第1章 満州国崩壊の序曲(4)

2005年05月17日 14:20

  学徒遊撃隊結成
 
 ソ連軍参戦・満州侵攻の第1日目の9日、ぼくたち1年生は学校でなにをしていたのか全く記憶にない。
 「本校措置報告書」によると、
 <ソ連参戦・東満侵襲ノ報伝エラレルヤ、職員・生徒全員ノ非常招集ヲ決行シ、カネテ結成シアリタル、学徒遊動隊総隊ノ編成ニ基キ、在牡丹江学徒遊撃隊総隊長(星輝中学校長宇高少将)統率、大隊長(本校今江教頭)指揮ノ下、道場神前ニ於イテ、血盟式ヲ挙行ス>
編成
 かねてから有事の際は、牡丹江市内の学校の職員、生徒を招集し〝牡丹江学徒遊撃隊〟を結成することになっていたらしい。
 市内には、中学校が牡丹江中学とわが校の2校、青年学校が1校、国民学校(小学校)が3校あった。
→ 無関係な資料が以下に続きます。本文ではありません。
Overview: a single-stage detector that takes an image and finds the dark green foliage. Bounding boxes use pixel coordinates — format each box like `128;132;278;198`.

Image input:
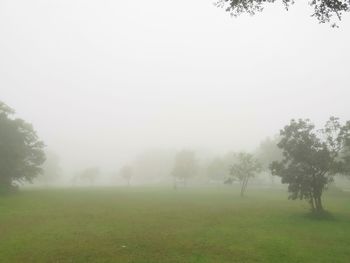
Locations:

遊撃隊は、上記の学校の職員・生徒で、右表のように3個大隊を編成。
 
 <学校総隊長ノモト、兇敵撃摧ノ熱願ニ燃エ、勇躍戦列ニ参ジ、市民援護、学園死守ノ重責完遂ニ決死敢斗ヲ宣誓ス>

 遊撃隊員の年齢構成は、 12歳から16、7歳くらいまでの中学生と、10歳以上の国民学校児童だ。
 第二大隊(本校)の場合、6月に学徒動員令が発令され最上級生である4年生は、機甲班の20名を残し、満州西部にある白城子ハクジョウシの満州航空平台飛行機工場に出はらっていた。
 人員数は、1年から機甲班の4年生まで総員300名弱、大隊とは名ばかり1個中隊並みだ。
 手にする武器といえば、せいぜい木銃くらいである。
 ソ連軍が突入し市街戦が始まったばあい、徒手空拳にひとしい少年の集団が、勇躍戦列に参加したとて、どれほど抵抗できただろうか。
 とはいえ、沖縄戦では島の中学生や師範学校生は〝鉄血勤皇隊〟を結成、日本軍とともに戦闘に参加し、多くの生徒が散華している。

学徒動員

(写真は『満洲の記録 満映フィルムに映された満洲』より 集英社発行)


    自宅通学の朗報
 
 <寮生中自宅又ハ親戚ヨリ通学可能ナル者ニ対シ、帰宅ヲ命ズ>
 理由は、
  <時局ノ要請ニヨリ旧男子星輝寮ヲ軍病院(7月末、第5部隊野戦病院)ニ提供、元営林局庁舎ニ転居ノトコロ井戸水ノ湧出量乏シク多人数ノ炊飯著シク困難ナル上、新事態ノ発生ハ更ニ早急ノ方途ヲ必要トセラレタルニヨル >

 市内に自宅または親戚のある者、近郊より通学可能な者は即刻帰宅してよいことになった。
 牡丹江駅理由はなんであれ、ぼくにとって跳びあがるほどの〝朗報〟だった。
 時局がら、待ちこがれていた夏休みが返上となり、大いに落胆していたところだ。
 寮の食事は、朝はおかゆ、昼の弁当は毎日、判を押したように冷凍物の臭いの強い魚とひじきの煮付け。  弁当を左右に振ると、中身は3分の2か半分くらいに片寄る。
 4月に入寮して以来、慢性的な空腹に悩み、空腹はさらにホームシックを募らせた。 〝帰心矢の如し〟とは、まさにこのこと。
 授業が終わると一目散に牡丹江駅へ向かい、列車に飛び乗ると二つ目の海林ハイリン駅で下車、わが家へと急いだ。